Hans Kaufmann, salah satu penulis dari buku “Pact des Schweigens” (Pact of Silence) mengatakan,  “Kami sangat hati-hati mengumpulkan kembali laporan dari para saksi dan surat-surat yang ditulis oleh keduanya. Dan kami sampai pada kesimpulan bahwa Vincent van Gogh sangat marah atas rencana Gauguin untuk kembali ke Paris setelah mereka menghabiskan waktu bersama di Yellow House di Arlen.  Pada malam 23 Desember 1888 Vincent van Gogh diserang penyakit metabolic, menjadi sangat agresif ketika Gauguin mengatakan bahwa dia akan meninggalkan Vincent untuk kebaikannya. Suasana menjadi memanas ketika itu berada di dekat rumah bordil dan Vincent mungkin telah menyerang temannya. Gauguin, yang ingin membela diri dan ingin menyingkirkan ‘orang gila’ yang menyerangnya, berusaha merampas senjatanya dan mengarahkannya ke arah Vincent. Dengan itulah dia memotong telinga kirinya.”
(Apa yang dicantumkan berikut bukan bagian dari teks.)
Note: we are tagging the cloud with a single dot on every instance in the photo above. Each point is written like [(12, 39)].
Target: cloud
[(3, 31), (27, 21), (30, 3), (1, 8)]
Kaufmann menambahkan, “Kami tidak tahu pasti apakah pukulan itu kecelakaan atau upaya sengaja untuk melukai Vincent van Gogh. Tapi itu gelap, dan kami hanya menduga bahwa Gauguin tidak bermaksud untuk memukul temannya. Gauguin meninggalkan Arles keesokan harinya, dan keduanya tidak pernah bertemu satu sama lain lagi.”
Dalam surat pertama yang Vincent van Gogh tulis setelah insiden ini, dia berkata kepada Gauguin, “Saya akan bungkam tentang hal ini, dan begitu juga kau.” Yang tampaknya merupakan awal dari “Pact of Silence”
Bertahun-tahun kemudian, Gauguin menulis surat untuk temannya yang lain. Dia berkata tentang van Gogh, “Seorang pria dengan bibir tertutup, saya tidak bisa mengeluh tentang dia.
Kaufmann juga mengutip korespondensi antara Vincent van Gogh dan kakaknya Theo, di mana pelukis mengisyaratkan apa yang terjadi malam itu, yang tanpa sadar telah melanggar ‘kesepakatan diam’, dia menulis bahwa, “Beruntung Gauguin tidak memiliki senapan mesin atau senjata api lainnya, karena dia lebih kuat daripada saya dan gairah/semangat (passions)-nya juga lebih kuat.
 “Ada banyak petunjuk dalam dokumen yang kami punya yang membuktikan bahwa versi ‘menyakiti diri’ tidak benar. Tapi, dari sejauh yang saya ketahui, tak satupun dari teman-teman yang pernah memecahkan ‘Pact of Silence’,” kata Kaufmann yang menunjukkan bahwa cerita tentang telinga van Gogh perlu ditulis ulang.